Kirstie Alley chose not to reprise her role as Saavik, so Robin Curtis was brought in to take her place. She doesn’t quite have the stoic Vulcan thing down as well as her predecessor, but she does a decent job. Merritt Butrick returns as Kirk’s son David Marcus. He gets to do some of the adventuring himself along with Saavik instead of standing around and whining like an asshole like he did in the last flick, and his character’s death (another sacrifice… I’m seeing a pattern here) is a horrifically sad moment. Christopher Lloyd is yet another great villain as Kruge, the uncompromising Klingon ship captain. He can snarl and scowl like no other. While he does tend to go overboard once in a while (“KILL THOSE BASTARDS!”) he never comes close to Montalban’s turn as Khan.
There’s not much action in this installment, but there is a short Enterprise vs. Klingon Bird of Prey dogfight. Don’t forget, this was the first appearance of the Bird of Prey which became a staple of all the following Star Trek films and television spin-offs. There’s an exciting scene where Kirk and crew steal the Enterprise out of an orbital starbase and a brutal fistfight between Kirk and Kruge.

Leonard Nimoy managed to not screw up his first feature length film like I remember most people thinking he would. He has an eye for detail, isn’t afraid to go to dark places to tell the story and apparently has a knack for getting his actors to give their all (duh!). This movie not only made him a sought after director during the 80s, but kept the franchise on track.

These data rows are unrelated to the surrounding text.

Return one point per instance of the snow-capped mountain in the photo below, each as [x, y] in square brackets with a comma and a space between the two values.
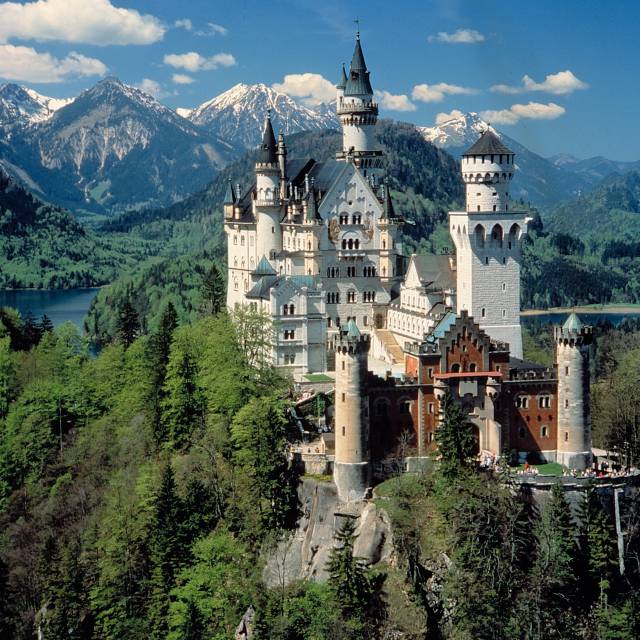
[113, 147]
[20, 106]
[537, 180]
[237, 115]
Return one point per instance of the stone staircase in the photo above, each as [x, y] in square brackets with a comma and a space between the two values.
[390, 345]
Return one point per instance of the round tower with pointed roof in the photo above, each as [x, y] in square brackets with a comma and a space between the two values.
[266, 202]
[358, 114]
[488, 238]
[573, 342]
[351, 471]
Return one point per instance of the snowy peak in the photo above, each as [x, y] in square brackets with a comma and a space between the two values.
[238, 115]
[20, 106]
[461, 131]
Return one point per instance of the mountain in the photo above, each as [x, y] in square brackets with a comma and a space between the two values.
[114, 147]
[238, 115]
[596, 168]
[44, 246]
[20, 106]
[538, 180]
[611, 210]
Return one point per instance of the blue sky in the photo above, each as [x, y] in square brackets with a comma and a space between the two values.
[580, 58]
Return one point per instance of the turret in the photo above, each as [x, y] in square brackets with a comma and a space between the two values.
[487, 170]
[573, 342]
[266, 203]
[358, 115]
[351, 471]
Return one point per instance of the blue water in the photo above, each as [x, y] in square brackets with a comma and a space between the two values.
[60, 305]
[587, 318]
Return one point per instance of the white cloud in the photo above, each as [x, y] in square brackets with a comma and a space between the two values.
[153, 88]
[311, 88]
[532, 110]
[193, 61]
[28, 65]
[461, 36]
[445, 117]
[213, 29]
[183, 23]
[437, 92]
[561, 83]
[81, 21]
[393, 102]
[182, 78]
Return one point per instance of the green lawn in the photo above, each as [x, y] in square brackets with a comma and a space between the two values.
[548, 469]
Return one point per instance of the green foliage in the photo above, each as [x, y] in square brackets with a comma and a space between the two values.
[455, 438]
[357, 591]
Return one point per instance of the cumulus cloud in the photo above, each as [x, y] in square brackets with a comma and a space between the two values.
[461, 36]
[445, 117]
[437, 92]
[393, 102]
[193, 61]
[95, 22]
[183, 23]
[310, 88]
[561, 83]
[212, 29]
[28, 65]
[532, 110]
[182, 78]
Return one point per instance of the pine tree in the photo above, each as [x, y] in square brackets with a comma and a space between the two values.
[213, 291]
[455, 438]
[127, 324]
[46, 326]
[193, 627]
[358, 592]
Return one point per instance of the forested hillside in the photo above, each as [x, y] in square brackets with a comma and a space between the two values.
[142, 490]
[46, 247]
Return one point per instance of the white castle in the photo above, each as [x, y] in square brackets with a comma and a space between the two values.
[318, 245]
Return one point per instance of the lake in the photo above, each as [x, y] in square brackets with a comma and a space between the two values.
[60, 305]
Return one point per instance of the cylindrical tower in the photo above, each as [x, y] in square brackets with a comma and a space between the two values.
[487, 170]
[358, 115]
[266, 203]
[351, 471]
[574, 418]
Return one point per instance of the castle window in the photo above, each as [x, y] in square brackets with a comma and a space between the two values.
[382, 407]
[544, 402]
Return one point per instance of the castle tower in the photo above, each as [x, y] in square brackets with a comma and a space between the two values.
[574, 418]
[488, 239]
[358, 115]
[351, 471]
[266, 204]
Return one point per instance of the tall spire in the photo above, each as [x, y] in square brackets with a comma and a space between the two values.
[358, 83]
[268, 149]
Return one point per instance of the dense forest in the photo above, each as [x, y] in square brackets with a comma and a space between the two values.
[142, 490]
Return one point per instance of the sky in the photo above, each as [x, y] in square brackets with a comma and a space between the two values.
[559, 76]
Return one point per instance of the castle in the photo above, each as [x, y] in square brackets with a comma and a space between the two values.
[318, 246]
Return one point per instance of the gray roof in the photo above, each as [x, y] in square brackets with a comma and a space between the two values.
[267, 149]
[358, 83]
[435, 270]
[488, 143]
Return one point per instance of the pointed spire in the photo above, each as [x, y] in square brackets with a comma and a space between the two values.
[358, 83]
[267, 150]
[229, 195]
[342, 80]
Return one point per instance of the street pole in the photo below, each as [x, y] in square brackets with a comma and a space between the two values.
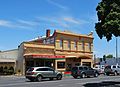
[116, 50]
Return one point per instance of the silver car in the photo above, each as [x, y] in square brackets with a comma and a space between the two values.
[38, 73]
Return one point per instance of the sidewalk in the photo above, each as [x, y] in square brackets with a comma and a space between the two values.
[15, 76]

There are some issues I have to bring up because this flick is far from the masterpiece that The Wrath of Khan was. Pacing is a definite issue. The film sags in the middle with most of the Genesis stuff since the idea of the planet itself being linked to Spock returning to life is kind of dumb and hokey. Also, David is made to look like a massive hypocrite after revealing that he “cheated” while creating the Genesis Device. A lot of the plot developments seem ultra-convenient, especially when Kirk and crew show up on the Genesis planet just as Spock reaches the age he was when he died. The mega histrionic finale is a little overdone as well.

I also have to mention that James Horner turned in another fantastically epic score here. I remember being extremely disappointed that he didn’t return for the following film, especially since it closes out the “trilogy”. Some musical continuity through all three films would have been amazing.
Star Trek III: The Search for Spock isn’t as awesome as Star Trek II, but it’s not too shabby on its own. There are some great character moments and a lot of developments reminded me of the original series. It’s a moody and flawed sci-fi yarn that is entertaining and fun, but it could have been a whole lot better. Still, I like it a whole lot.